Local e-marketplace adds weight to backend services

Local plastics B2B portal, plasticscommerce.com seems to be taking the dot-com downturn in stride, serving more than 17,000 clients only about a year since they started. The next step? Add value.
Written by Samuel Quek, Contributor

Local plastics e-marketplace takes steps in adding backend features with partners

SINGAPORE - Less than a year after Plasticscommerce.com set up business, the company has already gotten more than 17,000 clients, according to CEO Ms Quek Mei Hsien.

And a number of them have gone to the B2B marketplace asking the company to aid them in their backend services to help with business.

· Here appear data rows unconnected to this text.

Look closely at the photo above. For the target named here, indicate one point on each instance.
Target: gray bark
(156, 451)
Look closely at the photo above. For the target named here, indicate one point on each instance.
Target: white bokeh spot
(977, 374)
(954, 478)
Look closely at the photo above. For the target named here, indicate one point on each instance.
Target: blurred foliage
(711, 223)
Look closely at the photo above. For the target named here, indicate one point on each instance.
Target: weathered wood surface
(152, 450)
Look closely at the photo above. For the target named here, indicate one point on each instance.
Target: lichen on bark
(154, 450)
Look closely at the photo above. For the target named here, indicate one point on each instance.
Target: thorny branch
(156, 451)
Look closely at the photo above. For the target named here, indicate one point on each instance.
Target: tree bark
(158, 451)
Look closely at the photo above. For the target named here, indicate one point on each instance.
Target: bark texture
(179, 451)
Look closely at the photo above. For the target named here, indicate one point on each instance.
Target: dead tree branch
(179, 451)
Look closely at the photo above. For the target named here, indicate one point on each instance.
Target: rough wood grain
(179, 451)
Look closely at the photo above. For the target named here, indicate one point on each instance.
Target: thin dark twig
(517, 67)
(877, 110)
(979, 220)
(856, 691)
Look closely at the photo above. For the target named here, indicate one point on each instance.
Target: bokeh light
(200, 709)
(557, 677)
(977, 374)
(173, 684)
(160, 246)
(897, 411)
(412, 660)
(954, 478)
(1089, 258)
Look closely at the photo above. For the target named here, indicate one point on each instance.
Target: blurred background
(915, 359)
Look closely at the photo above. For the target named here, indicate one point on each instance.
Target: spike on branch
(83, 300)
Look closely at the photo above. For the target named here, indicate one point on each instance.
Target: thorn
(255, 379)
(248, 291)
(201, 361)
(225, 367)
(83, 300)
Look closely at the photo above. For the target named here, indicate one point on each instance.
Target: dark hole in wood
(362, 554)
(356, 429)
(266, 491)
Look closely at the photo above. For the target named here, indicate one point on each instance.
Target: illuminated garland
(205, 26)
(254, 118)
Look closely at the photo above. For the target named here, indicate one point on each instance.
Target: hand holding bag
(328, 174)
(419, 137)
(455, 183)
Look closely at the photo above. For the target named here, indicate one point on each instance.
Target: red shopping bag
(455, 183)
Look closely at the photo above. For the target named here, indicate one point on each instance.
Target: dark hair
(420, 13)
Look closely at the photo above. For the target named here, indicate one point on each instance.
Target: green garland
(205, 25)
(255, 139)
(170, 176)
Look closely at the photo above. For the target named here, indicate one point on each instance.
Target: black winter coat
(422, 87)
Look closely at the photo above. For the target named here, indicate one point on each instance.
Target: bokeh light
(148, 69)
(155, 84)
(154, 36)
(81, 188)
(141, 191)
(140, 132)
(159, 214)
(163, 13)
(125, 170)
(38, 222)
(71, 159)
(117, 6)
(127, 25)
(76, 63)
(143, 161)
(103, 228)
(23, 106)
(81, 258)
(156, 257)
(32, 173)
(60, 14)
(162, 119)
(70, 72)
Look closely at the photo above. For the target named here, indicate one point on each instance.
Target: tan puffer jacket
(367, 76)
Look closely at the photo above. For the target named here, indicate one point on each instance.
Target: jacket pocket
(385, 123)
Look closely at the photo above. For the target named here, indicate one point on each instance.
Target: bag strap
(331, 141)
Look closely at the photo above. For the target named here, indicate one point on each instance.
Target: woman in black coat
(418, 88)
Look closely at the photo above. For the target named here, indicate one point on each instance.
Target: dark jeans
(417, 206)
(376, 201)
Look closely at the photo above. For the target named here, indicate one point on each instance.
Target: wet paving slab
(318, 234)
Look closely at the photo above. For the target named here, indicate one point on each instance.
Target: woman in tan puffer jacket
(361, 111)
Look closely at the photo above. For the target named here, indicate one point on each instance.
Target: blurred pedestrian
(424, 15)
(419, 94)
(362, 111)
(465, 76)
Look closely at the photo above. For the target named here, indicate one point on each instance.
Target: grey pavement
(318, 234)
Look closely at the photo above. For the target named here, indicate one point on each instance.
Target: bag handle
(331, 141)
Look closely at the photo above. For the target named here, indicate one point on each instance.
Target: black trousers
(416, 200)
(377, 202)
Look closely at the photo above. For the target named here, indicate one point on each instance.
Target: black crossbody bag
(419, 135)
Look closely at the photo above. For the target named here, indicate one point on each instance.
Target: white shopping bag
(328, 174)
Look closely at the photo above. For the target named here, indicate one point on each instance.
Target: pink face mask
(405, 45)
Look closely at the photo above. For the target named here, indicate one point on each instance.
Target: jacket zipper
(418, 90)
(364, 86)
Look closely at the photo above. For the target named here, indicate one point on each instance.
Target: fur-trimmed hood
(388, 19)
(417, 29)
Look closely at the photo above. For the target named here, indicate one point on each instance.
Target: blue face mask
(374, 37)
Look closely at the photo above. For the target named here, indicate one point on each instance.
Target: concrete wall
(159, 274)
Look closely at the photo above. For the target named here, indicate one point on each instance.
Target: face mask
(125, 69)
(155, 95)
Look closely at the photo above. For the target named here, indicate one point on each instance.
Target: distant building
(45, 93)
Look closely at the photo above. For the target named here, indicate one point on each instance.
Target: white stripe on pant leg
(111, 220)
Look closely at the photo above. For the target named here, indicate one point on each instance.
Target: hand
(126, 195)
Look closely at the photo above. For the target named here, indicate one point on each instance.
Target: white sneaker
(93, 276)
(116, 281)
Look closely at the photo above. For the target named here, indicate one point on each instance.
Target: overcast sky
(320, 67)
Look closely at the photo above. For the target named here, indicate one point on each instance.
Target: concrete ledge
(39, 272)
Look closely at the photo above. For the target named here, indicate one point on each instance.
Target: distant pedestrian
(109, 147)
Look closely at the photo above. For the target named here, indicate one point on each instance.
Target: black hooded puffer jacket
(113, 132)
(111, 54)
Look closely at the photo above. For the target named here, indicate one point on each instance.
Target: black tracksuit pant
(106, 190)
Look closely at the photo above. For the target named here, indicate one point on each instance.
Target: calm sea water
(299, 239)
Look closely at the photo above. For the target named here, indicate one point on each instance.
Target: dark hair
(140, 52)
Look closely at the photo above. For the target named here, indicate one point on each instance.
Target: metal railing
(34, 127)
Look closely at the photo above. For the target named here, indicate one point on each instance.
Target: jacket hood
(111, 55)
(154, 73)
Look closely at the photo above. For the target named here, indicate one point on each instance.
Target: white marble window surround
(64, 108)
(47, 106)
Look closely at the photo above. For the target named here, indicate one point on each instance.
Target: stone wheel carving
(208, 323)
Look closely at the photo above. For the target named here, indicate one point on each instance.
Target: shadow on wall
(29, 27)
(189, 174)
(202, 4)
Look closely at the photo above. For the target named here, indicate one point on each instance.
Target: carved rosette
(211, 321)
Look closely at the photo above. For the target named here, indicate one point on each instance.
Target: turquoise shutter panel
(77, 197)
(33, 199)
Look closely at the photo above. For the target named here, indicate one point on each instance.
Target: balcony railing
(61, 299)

In an effort to add to the value-chain of doing business with the portal, Plasticscommerce.com has tied up with Conduit, a New Zealand-based IT solutions provider. Together, the two companies will work at offering affordable B2B solutions over the Internet to clients involved in the regional and international plastics industry.

The solutions provided by Conduit are customizable to address multiple business processes, such as procurement, sales, service management and channel management.

The solutions can also be integrated with almost any back office system, claims Quek.

As the solutions are hosted on a web-based, ASP model, clients don't need to purchase their own software, but rather pay as they use the services.

The fees are dependant on the services that each client decides to use, and the revenue shared between both partners will also vary accordingly.

Conduit is a wholly owned subsidiary of Renaissance Corp., which is in turn listed on the New Zealand stock exchange. The B2B solutions provider has an extensive MNC client list, mainly of New Zealand and Australian origin, but little experience in the plastics industry.

Conduit CEO John Hayson said that the partnership ran in line with the company's strategy to develop alliances in Asia based on a blend of partners' domain knowledge and Conduit's own expertise.

The plastics portal has also recently signed up with local R&D institute, Gintic Institute of Manufacturing Technology to offer CAD conversion services over the Internet.

CAD conversion allows die, mold, and precision engineering companies to translate Computer Aided Design (CAD) files between 13 CAD and CAM (Computer Aided Manufacturing) systems.

CAD/CAM files are the traditional 3D formats that the manufacturing industry uses, and CAD/CAM software typically runs anywhere from US$10,000 to $500,000.

Clients wanting to use the service will be charged US$50 for the first megabyte, and an additional US$10 every Mb thereafter.

Upon completion of the conversion, clients are notified by email, whereupon their converted files can be downloaded.

Ms Quek said that the add-value services were sought after as a result of clients' feedback.